GOTS covers the processing, manufacturing, packaging, labelling, trading and distribution of textiles, ensuring that both environmental and social standards, such as safe and hygienic working conditions, no workplace discrimination and fair pay rates, are respected. By seeking out organic cotton alternatives to everyday products, you can quickly act ethically and sustainably by encouraging the production of cotton grown without pesticides and reduce harm for the planet and people!

An Imperfect Solution

Organic cotton is not the magic solution we’ve all been looking for. There are legitimate drawbacks to organic cotton that should be considered. Concerns have arisen that unsustainable farming practices may offset the potential benefits of organic cotton. Research from the University of Oregon found a link between large corporations entering the organic cotton market and an increase in unsustainable farming practices.  As consumers become more interested in sustainable markets, it’s even more important to research the brands you buy from.
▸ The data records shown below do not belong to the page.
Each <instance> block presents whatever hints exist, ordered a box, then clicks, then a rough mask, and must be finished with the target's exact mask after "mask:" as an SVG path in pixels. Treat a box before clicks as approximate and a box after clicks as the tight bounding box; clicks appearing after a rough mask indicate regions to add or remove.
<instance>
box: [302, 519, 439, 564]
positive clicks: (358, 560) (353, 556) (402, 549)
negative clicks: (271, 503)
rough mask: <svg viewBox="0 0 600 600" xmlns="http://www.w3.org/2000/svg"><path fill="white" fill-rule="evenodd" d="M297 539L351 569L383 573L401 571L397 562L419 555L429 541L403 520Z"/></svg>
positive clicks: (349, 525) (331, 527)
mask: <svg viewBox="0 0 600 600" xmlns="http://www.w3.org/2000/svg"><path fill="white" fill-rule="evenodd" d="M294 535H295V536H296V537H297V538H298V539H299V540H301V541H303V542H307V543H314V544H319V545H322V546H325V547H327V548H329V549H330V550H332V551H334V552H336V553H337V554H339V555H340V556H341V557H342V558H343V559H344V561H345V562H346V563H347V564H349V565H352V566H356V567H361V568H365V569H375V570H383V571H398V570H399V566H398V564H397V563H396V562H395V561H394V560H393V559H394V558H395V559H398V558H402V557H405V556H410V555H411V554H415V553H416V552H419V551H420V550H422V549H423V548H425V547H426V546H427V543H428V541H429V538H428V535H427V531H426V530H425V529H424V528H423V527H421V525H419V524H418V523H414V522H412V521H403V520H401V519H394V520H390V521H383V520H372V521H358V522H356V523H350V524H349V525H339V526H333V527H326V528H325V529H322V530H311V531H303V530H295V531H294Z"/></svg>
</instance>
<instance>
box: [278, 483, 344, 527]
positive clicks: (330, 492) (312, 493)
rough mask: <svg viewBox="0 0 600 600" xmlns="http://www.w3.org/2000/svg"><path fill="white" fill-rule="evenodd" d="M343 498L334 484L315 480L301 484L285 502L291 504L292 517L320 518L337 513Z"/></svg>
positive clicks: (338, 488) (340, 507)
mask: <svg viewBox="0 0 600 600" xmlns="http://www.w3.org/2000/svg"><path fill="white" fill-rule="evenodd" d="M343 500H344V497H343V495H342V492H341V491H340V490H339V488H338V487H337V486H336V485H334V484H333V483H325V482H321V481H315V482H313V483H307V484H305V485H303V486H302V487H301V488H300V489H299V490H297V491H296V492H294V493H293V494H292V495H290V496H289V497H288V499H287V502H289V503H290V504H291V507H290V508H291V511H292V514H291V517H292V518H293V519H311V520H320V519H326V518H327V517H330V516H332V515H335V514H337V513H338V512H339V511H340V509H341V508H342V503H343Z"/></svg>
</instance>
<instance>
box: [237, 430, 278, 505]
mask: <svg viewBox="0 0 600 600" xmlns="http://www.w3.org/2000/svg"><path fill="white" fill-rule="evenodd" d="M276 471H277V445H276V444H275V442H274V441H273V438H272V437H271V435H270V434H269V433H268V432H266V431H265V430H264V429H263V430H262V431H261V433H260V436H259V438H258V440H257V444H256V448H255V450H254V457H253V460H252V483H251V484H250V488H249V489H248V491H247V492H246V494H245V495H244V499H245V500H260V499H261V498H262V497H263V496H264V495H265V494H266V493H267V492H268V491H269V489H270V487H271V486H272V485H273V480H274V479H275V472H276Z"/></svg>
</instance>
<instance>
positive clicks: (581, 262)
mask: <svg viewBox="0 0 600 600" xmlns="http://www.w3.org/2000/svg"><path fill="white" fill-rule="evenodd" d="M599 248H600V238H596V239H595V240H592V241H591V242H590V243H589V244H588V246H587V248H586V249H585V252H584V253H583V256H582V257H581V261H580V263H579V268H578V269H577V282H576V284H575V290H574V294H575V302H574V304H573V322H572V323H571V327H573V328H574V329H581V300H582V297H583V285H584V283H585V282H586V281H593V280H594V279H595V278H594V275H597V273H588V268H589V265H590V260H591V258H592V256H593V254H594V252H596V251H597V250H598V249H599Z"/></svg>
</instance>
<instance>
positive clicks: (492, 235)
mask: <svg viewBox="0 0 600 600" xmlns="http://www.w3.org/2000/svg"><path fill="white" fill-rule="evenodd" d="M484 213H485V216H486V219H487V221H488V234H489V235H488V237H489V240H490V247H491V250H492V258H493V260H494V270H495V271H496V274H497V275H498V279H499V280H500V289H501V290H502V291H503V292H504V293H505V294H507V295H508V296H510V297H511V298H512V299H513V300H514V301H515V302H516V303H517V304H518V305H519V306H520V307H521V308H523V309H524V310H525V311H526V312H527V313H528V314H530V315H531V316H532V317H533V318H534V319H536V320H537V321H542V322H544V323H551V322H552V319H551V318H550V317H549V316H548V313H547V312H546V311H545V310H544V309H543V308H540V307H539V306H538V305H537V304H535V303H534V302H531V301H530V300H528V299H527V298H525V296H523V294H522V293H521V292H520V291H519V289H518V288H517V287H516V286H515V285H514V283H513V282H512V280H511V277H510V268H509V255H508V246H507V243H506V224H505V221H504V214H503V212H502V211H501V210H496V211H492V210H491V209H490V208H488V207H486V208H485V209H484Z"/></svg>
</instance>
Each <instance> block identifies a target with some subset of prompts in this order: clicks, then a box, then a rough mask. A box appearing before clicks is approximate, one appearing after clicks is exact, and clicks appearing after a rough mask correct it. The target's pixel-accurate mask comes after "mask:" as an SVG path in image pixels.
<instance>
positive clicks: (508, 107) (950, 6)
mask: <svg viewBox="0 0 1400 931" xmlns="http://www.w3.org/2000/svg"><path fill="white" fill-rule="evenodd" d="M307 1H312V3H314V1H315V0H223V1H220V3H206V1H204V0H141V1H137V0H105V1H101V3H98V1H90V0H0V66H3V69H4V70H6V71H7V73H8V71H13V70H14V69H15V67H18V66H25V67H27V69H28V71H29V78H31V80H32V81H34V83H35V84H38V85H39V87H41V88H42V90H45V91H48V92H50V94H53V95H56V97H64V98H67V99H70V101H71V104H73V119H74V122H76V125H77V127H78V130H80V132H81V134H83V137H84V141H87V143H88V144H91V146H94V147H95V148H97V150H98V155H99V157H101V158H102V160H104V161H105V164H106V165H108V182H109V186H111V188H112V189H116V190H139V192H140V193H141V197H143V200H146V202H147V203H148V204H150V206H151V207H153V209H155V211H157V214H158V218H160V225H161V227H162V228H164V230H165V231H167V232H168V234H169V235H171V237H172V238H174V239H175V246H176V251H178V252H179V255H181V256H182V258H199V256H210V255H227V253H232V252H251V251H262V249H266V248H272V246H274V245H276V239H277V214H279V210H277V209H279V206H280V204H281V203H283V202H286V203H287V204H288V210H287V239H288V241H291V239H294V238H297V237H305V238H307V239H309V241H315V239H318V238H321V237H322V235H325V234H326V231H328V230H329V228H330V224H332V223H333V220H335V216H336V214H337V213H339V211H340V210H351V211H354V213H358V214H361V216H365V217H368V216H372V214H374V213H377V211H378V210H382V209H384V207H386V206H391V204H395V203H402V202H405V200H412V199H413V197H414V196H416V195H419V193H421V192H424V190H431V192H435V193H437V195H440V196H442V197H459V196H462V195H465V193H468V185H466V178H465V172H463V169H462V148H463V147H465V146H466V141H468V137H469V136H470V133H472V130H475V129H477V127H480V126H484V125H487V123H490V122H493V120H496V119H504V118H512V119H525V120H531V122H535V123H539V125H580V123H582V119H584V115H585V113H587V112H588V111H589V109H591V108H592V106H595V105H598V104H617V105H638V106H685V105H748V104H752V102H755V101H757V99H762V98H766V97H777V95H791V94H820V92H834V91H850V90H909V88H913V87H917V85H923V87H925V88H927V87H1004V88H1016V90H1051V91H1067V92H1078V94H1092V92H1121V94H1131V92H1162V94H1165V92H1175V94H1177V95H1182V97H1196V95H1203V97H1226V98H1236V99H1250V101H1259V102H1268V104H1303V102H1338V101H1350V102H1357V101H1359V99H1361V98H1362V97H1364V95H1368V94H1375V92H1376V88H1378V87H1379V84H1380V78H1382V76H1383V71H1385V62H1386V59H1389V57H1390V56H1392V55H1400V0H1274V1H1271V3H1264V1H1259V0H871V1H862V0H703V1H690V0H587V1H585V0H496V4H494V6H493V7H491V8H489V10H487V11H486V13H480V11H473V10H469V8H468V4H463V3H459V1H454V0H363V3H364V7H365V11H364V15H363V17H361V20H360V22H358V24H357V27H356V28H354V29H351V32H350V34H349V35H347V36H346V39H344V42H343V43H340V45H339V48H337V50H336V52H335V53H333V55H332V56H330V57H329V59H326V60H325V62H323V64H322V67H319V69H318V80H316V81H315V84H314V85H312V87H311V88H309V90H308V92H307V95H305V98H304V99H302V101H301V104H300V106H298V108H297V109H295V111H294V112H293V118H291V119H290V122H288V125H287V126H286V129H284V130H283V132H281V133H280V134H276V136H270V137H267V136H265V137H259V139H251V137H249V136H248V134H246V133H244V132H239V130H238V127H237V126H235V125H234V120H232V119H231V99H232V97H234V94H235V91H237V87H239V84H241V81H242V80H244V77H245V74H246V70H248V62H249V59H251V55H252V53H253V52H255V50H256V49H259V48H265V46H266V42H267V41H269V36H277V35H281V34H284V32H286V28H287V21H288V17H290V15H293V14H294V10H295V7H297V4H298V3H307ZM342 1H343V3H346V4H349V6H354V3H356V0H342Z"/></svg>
Know the difference between a brand that’s making a positive difference in sustainable fashion, and a brand that’s taking advantage of conscious consumers.

Many sustainable fashion advocates will offer up sustainable fabrics like hemp or tencel as alternatives to organic cotton. While these are excellent solutions, they aren’t currently scalable to the degree needed to fully replace all use of cotton. These options should be further researched and encouraged, but right now organic cotton is an effective next step.

Moving In The Right Direction

Organic cotton isn’t the end of sustainable fashion advocacy, but it’s a meaningful step in the right direction. Sustainably farmed organic cotton is a far preferable alternative to most large scale fabric options. Organic cotton currently makes up less than 1% of the world’s global cotton production, while the other 99% is poisoning water supplies, wasting resources, and harming farmers. As more brands switch to organic cotton, fewer pesticides and microplastics will be released into our environment. That’s something we need to get behind.